Потому что минувшего не осталось. Возвращаться в родной город, откуда его вывезли когда-то, не имело смысла. Более того, могло закончится печально. Город давно уже находился под контролем другой, многочисленной и уверенной в себе группы, относящейся с явной прохладцей к его командиру. По меньшей мере, с прохладцей. Пусть новые ваххабитские паспорта у всех жителей республики были едины, но маленькая республика, лишившаяся последних признаков светской власти, и обретшая им на смену, признаки власти религиозной, давно была незримо разделена на множество мелких и крупных зон. Пролегших между разными родовыми группировками, тейпами, во главе которых стояли военные или духовные, но чаще и те и другие в одном лице деятелей, их подвижников, воинов и селян, признавших всех вышеперечисленных своими властителями. Человеку с юга непросто было попасть на север, разве что по особой договоренности. Без нужды он не продвинулся бы дальше одной из автономий. Был бы непременно схвачен и, скорее всего, оставлен там в интересах нового командования, в качестве живого товара.
Да и куда и зачем идти в неизвестность? Главное, к кому? Он сжился с теми, кто давал ему возможность существовать, привык к нынешнему своему окружению, как привыкают к чему-то неизбежному, к чему проще приспособиться, нежели иметь смелость сопротивляться. Привык и усвоил, уроки, полученные за годы пребывания на юге, еще у прежнего полевого командира. Спустя несколько — сколько именно, его мало интересовало — когда выяснилось незавидное его положение заложника без надежды на выкуп, он был передан нынешнему своему хозяину в качестве предмета взаимовыгодной сделки. В детали которой его, конечно, не посвящали. Он принял относительность своего нынешнего существования, принял как должное, и не решился бы поменять его. Даже раньше, будучи простым заложником, не имея нынешнего своего статуса почти свободного человека, не осмелился переступить незримую на карте черту административной границы и уйти к тем, кого прежде считал «своими».

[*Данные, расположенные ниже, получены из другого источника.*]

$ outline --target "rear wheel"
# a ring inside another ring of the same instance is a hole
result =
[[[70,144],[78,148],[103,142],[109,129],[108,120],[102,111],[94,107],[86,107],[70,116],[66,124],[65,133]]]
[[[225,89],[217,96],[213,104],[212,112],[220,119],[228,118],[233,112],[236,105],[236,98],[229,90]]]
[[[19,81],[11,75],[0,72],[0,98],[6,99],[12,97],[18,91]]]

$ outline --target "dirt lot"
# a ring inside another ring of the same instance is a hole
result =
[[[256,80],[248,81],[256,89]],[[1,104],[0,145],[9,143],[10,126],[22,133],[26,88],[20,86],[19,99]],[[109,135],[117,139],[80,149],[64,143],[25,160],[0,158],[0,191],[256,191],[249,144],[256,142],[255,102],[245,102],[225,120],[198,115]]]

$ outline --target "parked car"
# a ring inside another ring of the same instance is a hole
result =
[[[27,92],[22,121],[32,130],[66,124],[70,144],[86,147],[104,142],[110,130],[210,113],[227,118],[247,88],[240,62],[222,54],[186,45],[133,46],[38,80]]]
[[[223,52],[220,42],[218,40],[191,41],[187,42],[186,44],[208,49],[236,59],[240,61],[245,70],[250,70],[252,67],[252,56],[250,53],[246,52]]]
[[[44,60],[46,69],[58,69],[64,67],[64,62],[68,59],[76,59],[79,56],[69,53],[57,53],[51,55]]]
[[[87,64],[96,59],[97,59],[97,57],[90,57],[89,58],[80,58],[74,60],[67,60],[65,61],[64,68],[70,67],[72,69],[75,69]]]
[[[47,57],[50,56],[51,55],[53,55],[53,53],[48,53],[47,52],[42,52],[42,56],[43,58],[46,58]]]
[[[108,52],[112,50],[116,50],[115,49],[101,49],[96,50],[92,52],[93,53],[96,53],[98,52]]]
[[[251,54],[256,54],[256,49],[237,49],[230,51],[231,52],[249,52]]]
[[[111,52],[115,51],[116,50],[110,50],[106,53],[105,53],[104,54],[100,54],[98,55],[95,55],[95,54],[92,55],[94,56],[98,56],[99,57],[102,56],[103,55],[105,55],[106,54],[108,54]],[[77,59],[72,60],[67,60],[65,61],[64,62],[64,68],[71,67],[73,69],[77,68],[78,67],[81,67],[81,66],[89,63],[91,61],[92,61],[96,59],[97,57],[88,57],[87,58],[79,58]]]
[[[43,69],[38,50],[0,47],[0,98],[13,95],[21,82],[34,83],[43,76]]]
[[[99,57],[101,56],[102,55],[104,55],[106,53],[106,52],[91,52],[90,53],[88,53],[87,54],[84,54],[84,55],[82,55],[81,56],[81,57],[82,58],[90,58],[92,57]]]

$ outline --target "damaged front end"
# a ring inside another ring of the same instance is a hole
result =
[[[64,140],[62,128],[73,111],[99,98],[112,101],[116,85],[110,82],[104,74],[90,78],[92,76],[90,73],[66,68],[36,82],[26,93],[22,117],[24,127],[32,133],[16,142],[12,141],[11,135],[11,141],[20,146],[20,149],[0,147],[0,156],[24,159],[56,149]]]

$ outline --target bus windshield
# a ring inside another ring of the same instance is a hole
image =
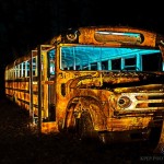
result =
[[[63,46],[61,70],[163,71],[160,49]]]

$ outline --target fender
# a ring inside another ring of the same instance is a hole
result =
[[[103,113],[103,107],[99,101],[91,96],[80,96],[72,98],[67,108],[65,127],[73,126],[71,125],[72,115],[75,118],[80,118],[82,112],[87,110],[91,114],[94,130],[104,131],[106,130],[106,117]]]

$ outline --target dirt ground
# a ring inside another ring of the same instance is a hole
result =
[[[102,145],[68,133],[38,136],[28,127],[28,114],[0,99],[0,164],[133,164],[164,163],[150,142]]]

До войны, расставивший все по своим местам. До того, как оказался у полевого командира, которого считал своим и который стал считать своим и его — поставив простое условие, проверив его на лояльность. Невыполнение которого… впрочем, об этом речь даже не заходила.
Он был уверен, упорно меся глинистую почву лощины и поглядывая вверх на приближающиеся огни домов, что его похищение тогда, с автобусной остановки не было столь уж случайным. Те, кто взял его на пути к вокзалу, были осведомлены о месте его работы, о занимаемой должности и о многом другом. Он артачился и спорил с собой поначалу, как спорил бы на его месте всякий, попавший в такую ситуацию, строил несбыточные планы и надеялся. Потом решил спасать себя сам. Кроме него едва ли кто озаботился бы его судьбой. Разве что жена… но, по прошествии стольких месяцев, в этом он не был столь уж уверен. Ведь, когда его голова была оценена, он, скрепя сердце, дал номер телефона, по которому его похитители могли бы связаться с супругой.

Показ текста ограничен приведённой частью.